For years, it’s been my go-to answer for that horribly uninspired icebreaker — what’s your favorite season? — largely because of three things: the weather, no school and, of course, baseball.
Often, all three factors go hand-in-hand. The summer is perfect for baseball. Baseballs travel further in the heat, and summer break also enables more kids and families to venture to the ballpark.
However, now a college senior, I’ve fallen out of love with summer. Not only have the past few summers been grossly hot, but school’s absence has been replaced by summer jobs and mounting responsibilities.
And while I love watching and discussing baseball, writing about it for a college newspaper leaves me with no baseball games to discuss since most of the MLB season is played during summer break.

So instead, I want this article to serve as preparation for the upcoming postseason, a manifesto encouraging you to capture and embrace the moment — something that I think makes baseball unique and disproves that lazy “boring” argument against the game. This is no easy task, but please consider something for me and continue to think about it as you read this article: Baseball is all about the build up.
The MLB season (and its 162 games per team) builds up the same way a baseball game itself does — that is, action is more dispersed than any other American sport. The minimum of nine innings in a game trumps the halves and quarters found in other sports. The MLB’s 162 games nearly doubles the NBA’s and ten folds the NFL’s.
While monoliths like the Los Angeles Dodgers and Philadelphia Phillies have stood tall atop their respective divisions for the majority of the season, despite injury, their seasons have been built on moments. As Shohei Ohtani nears being the first player in MLB history to reach 50 home runs and 50 stolen bases in a single season, each of his swings and leads off first base become moments fans cling to, as they hope to witness history firsthand. His season has been built on these moments, even if the end result is a foul ball or slide back into first.

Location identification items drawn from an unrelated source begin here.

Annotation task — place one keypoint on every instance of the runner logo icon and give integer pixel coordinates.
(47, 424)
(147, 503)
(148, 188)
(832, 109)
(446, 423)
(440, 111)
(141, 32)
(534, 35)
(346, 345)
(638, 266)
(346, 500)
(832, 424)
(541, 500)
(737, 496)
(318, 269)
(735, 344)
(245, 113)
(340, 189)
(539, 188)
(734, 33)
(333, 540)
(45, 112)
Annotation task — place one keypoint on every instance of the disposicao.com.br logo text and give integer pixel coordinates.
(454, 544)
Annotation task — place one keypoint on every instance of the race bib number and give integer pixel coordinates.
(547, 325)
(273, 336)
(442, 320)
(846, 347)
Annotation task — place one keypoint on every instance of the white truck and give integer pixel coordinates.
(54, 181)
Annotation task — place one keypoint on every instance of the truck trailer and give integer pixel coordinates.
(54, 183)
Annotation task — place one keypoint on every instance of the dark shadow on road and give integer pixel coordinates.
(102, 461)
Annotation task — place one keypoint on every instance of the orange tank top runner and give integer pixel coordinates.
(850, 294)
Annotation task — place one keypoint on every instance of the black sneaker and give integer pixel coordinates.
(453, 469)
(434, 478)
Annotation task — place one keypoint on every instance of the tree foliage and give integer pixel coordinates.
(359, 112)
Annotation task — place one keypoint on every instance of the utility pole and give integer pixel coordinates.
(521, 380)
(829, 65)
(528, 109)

These moments, where anything is possible, only become more momentous during October. Even more granular ones, like a batter walking up to the plate, a pitcher stepping off the mound or even a player rounding the diamond (wink, wink) after a home run mean more come the postseason because they are built on smaller moments during the regular season.

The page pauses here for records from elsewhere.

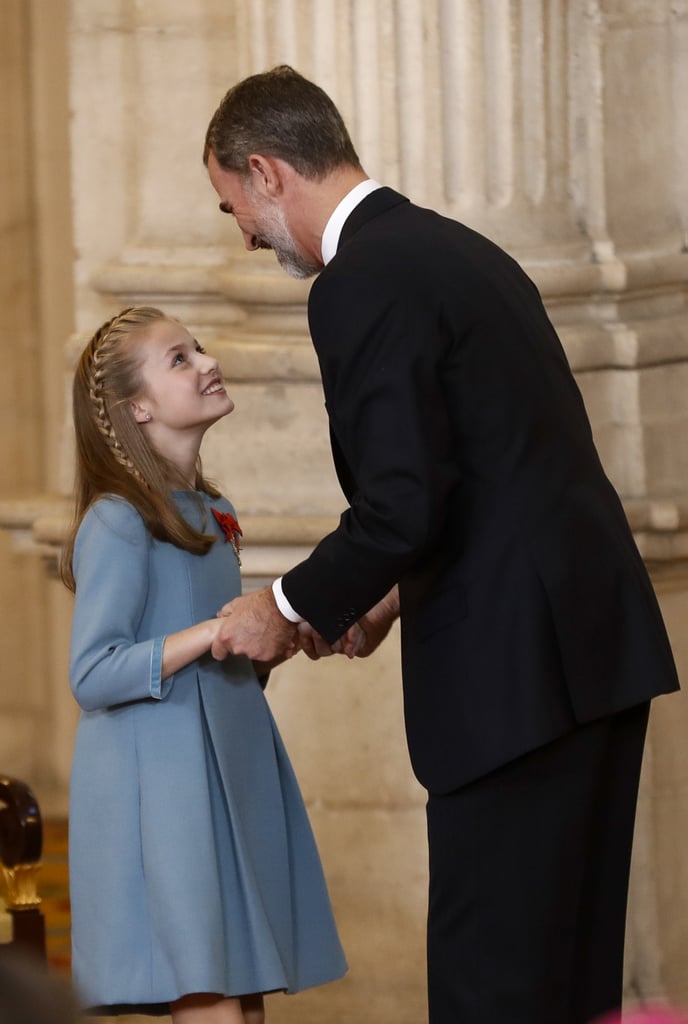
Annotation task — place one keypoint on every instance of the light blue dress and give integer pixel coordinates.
(192, 863)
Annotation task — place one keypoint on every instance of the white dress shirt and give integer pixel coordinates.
(329, 245)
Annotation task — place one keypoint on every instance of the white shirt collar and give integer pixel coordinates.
(333, 228)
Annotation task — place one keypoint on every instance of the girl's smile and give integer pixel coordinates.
(182, 392)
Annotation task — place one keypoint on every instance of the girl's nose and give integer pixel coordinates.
(211, 364)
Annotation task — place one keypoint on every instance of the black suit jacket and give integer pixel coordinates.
(464, 449)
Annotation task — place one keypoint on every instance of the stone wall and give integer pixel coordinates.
(557, 127)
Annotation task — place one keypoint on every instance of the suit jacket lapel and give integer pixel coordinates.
(375, 204)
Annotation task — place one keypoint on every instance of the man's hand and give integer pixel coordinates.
(372, 628)
(315, 647)
(254, 626)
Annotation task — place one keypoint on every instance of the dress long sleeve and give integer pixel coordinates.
(108, 666)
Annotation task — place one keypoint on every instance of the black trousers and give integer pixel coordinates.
(528, 882)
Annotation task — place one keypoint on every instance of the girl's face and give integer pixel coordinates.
(182, 388)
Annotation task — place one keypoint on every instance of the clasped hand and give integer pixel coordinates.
(254, 626)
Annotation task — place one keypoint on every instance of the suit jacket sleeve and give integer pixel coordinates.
(380, 351)
(109, 665)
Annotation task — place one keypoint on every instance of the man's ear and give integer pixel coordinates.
(266, 174)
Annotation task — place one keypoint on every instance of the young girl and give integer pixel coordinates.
(196, 883)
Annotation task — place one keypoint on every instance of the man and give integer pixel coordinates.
(531, 638)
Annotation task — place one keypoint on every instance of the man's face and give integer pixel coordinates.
(260, 219)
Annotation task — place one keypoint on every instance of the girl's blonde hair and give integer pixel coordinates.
(114, 455)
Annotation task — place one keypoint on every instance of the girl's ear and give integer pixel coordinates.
(140, 414)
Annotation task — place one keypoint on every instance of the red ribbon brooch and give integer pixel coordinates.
(231, 530)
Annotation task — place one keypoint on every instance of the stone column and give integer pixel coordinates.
(557, 127)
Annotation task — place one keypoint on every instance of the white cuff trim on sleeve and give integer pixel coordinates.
(284, 605)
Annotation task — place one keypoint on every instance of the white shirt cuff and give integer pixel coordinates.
(284, 605)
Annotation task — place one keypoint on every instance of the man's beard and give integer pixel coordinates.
(273, 233)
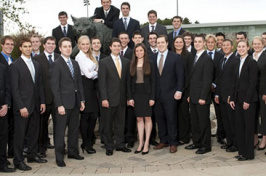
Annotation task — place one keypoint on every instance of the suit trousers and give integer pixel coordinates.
(116, 116)
(200, 125)
(166, 117)
(245, 120)
(70, 120)
(26, 127)
(228, 117)
(3, 139)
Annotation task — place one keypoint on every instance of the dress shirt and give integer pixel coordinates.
(87, 66)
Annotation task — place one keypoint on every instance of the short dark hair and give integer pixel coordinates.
(62, 13)
(62, 40)
(6, 37)
(178, 17)
(220, 34)
(114, 40)
(152, 12)
(24, 40)
(125, 3)
(242, 33)
(49, 38)
(152, 33)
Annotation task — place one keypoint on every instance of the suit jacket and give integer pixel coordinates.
(45, 67)
(111, 17)
(171, 38)
(201, 79)
(172, 78)
(5, 97)
(111, 87)
(25, 92)
(149, 83)
(225, 80)
(244, 87)
(57, 33)
(119, 27)
(67, 91)
(160, 29)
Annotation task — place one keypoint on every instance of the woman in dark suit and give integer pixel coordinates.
(260, 57)
(141, 94)
(89, 71)
(244, 100)
(183, 115)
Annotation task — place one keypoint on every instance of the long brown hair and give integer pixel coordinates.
(134, 61)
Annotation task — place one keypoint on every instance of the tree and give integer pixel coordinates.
(12, 11)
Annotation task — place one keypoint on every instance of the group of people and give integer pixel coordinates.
(149, 78)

It’s up to fans to embrace these moments as their teams hunt for postseason glory.
That’s because within every moment — every road trip, series, game, inning, at-bat and pitch — lies an opportunity for the script to be flipped. And when baseball is at its best, the crowd realizes this opportunity and lives and dies with every pitch. That is what October baseball is all about. Embracing the moment and letting loose.
However, the reality of a long season is that not every pitch is a matter of life and death, and that a full 162 game season amasses a full picture of reality, not just a snippet of it. In other words, you can find the truth during regular season baseball. You get to see how good a team or player really is because of the large sample size. It means that team and player accomplishments simply mean more because talent and guts is more revealing than a 17 game schedule would allow.
Now, this is not a recommendation for the NFL to add more games to their season. I think for the safety of football players, the fewer games the better. But as football viewership usurps baseball’s postseason viewership, remember to capture the moments, which have been built up all season long, and embrace them. I promise there’s plenty of football to watch afterwards.